L’Alta Corte ha, però, rimandato ad ottobre 2017 la decisone finale sul Travel ban, cercando di sfuggire al problema: il divieto dei 90 giorni, infatti, è scaduto il 24 settembre e il divieto dei 120 giorni scadrà il 24 ottobre. Trump, temendo nuovamente una sconfitta, ha però aggirato il muro della Corte Suprema e a fine settembre ha varato un nuovo decreto. Dal “Muslim ban” si è passati all’ “Enemy ban”.

Quest’ultimo provvedimento oltre a confermare il bando per i cittadini provenienti da Siria, Iran, Libia, Yemen e Somalia (resta ora escluso il Sudan), impone il divieto di ingresso nel Paese anche ai cittadini del Ciad, ai cittadini con passaporto nordcoreano e ad alcune categorie di cittadini del Venezuela; tutti Paesi con cui l’amministrazione Trump ha pessimi rapporti. Per questo con l’ultimo decreto i giudici non potranno appellarsi alla discriminazione religiosa. Ora le regole sull’immigrazione da questi paesi sono omogenee e non più disciplinate Paese per Paese: questo confermerebbe l’assenza di discriminazione religiosa o etnica, causa dei fallimenti dei decreti precedenti.
Il criterio discriminante ora è davvero la difesa della nazione per impedire l’ingresso negli Stati Uniti ai nemici del Paese.
Ma il nuovo bando non sarà certo meno stringente, anzi: ora il divieto imposto è definitivo, mentre nei casi precedenti era a tempo determinato (90 o 120 giorni).

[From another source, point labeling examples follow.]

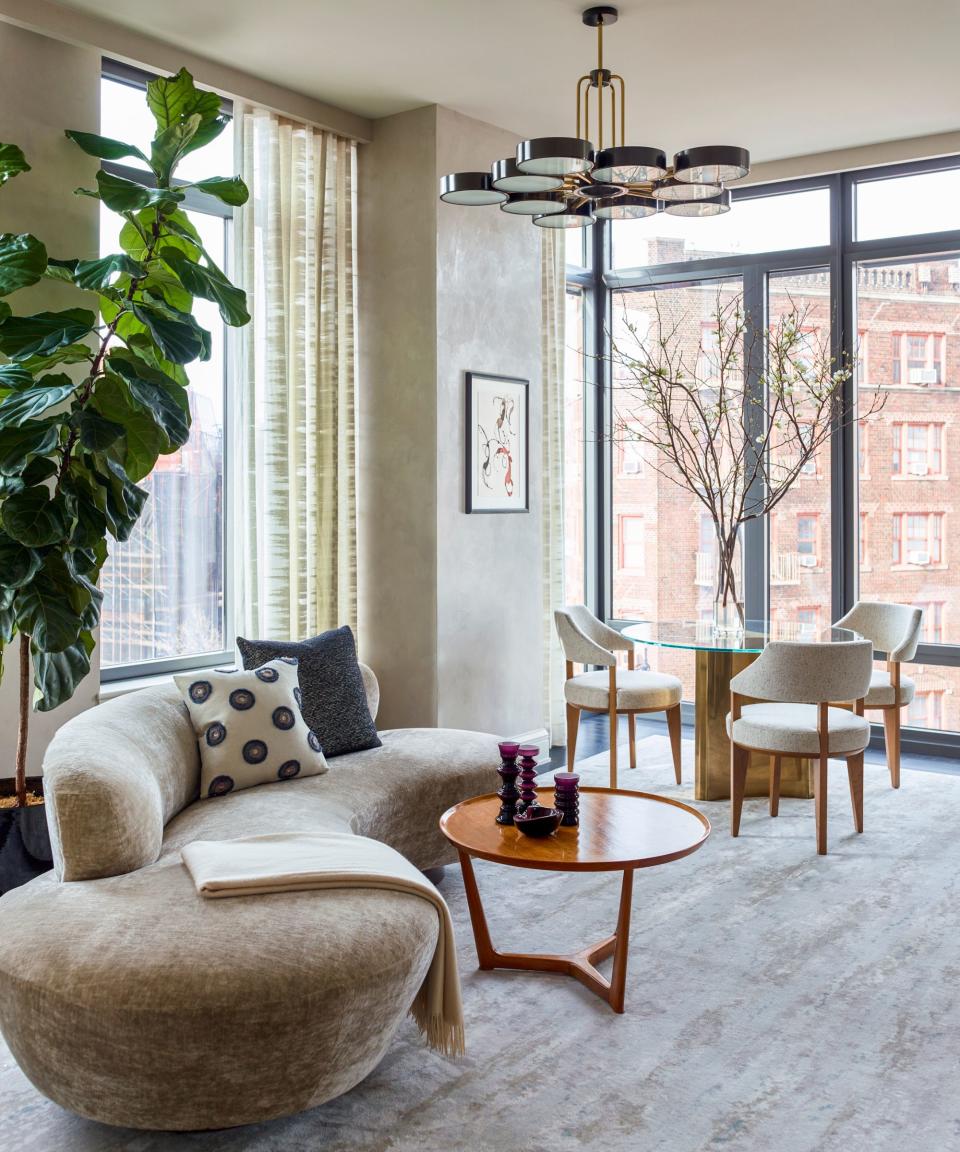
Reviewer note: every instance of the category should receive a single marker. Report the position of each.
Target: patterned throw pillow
(249, 727)
(333, 698)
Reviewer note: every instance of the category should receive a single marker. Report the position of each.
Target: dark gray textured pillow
(331, 687)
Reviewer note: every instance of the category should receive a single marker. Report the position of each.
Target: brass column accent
(711, 781)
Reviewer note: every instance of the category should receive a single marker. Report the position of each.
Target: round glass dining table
(718, 659)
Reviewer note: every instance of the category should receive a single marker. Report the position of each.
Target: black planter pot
(24, 846)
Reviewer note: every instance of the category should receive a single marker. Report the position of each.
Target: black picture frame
(481, 495)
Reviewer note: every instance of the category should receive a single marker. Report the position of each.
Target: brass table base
(713, 674)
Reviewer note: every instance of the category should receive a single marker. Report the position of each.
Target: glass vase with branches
(734, 417)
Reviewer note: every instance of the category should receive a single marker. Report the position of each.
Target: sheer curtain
(293, 440)
(553, 308)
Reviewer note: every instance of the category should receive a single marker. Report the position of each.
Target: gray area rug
(777, 1001)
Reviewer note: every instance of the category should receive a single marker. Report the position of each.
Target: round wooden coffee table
(619, 832)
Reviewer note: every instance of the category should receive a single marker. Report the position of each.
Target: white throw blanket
(302, 862)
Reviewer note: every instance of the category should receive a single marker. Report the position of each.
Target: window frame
(841, 257)
(209, 205)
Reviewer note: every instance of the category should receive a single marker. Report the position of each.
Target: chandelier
(565, 182)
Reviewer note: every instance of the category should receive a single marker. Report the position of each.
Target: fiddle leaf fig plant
(89, 400)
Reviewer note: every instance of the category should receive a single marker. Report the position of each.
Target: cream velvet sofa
(129, 999)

L’Enemy ban sarebbe dovuto entrare in vigore il 18 ottobre ma, poiché non c’è due senza tre, anche questo decreto è finito nelle mire dei giudici federali. Così, lo stesso giudice che aveva sospeso a marzo il secondo “Travel ban”, Derrick K. Watson, ha sospeso anche l’ultimo ordine esecutivo di Trump. Nelle 40 pagine di motivazioni, il giudice hawaiano ha scritto che il problema del nuovo divieto è la discriminazione in base alla nazionalità, in modo tale che contrasti con i valori fondanti degli Stati Uniti d’America. Inoltre, secondo il giudice Watson, non ci sono rilevanti prove a favore della tesi per cui sarebbero pericolosi per la nazione i 150 milioni di cittadini che verrebbero interdetti dagli Stati Uniti. La sospensione operata dal giudice riguarda i cittadini di Ciad, Iran, Libia, Siria, Yemen e Somalia, mentre non riguarda nordcoreani, venezuelani e iracheni. La reazione della Casa bianca è stata immediata e ha definito pericolosamente errata la decisione, sostenendo fermamente la necessità di queste restrizioni al fine di garantire standard minimi per l’integrità e la sicurezza della nazione. Il Dipartimento di Stato ha dichiarato di voler ricorrere velocemente contro la sentenza.
La Casa Bianca sostiene la necessità di queste restrizioni al fine di garantire standard minimi per l’integrità e la sicurezza della nazione.
Insomma, per ora davvero la partita si sta chiudendo 3-0 per i giudici, come ilarmente aveva fatto notare la Clinton festeggiando su twitter la prima sconfitta del “Muslim ban” a febbraio, dopo che i tre giudici avevano definitivamente bloccato il decreto numero uno. Oggi siamo al numero tre ma nulla pare cambiato. Nonostante la “guerra” sia ancora aperta, mi chiedo se l’uomo dei muri possa essere bloccato proprio da quelli eretti dalla giustizia americana. Ai posteri l’ardua sentenza.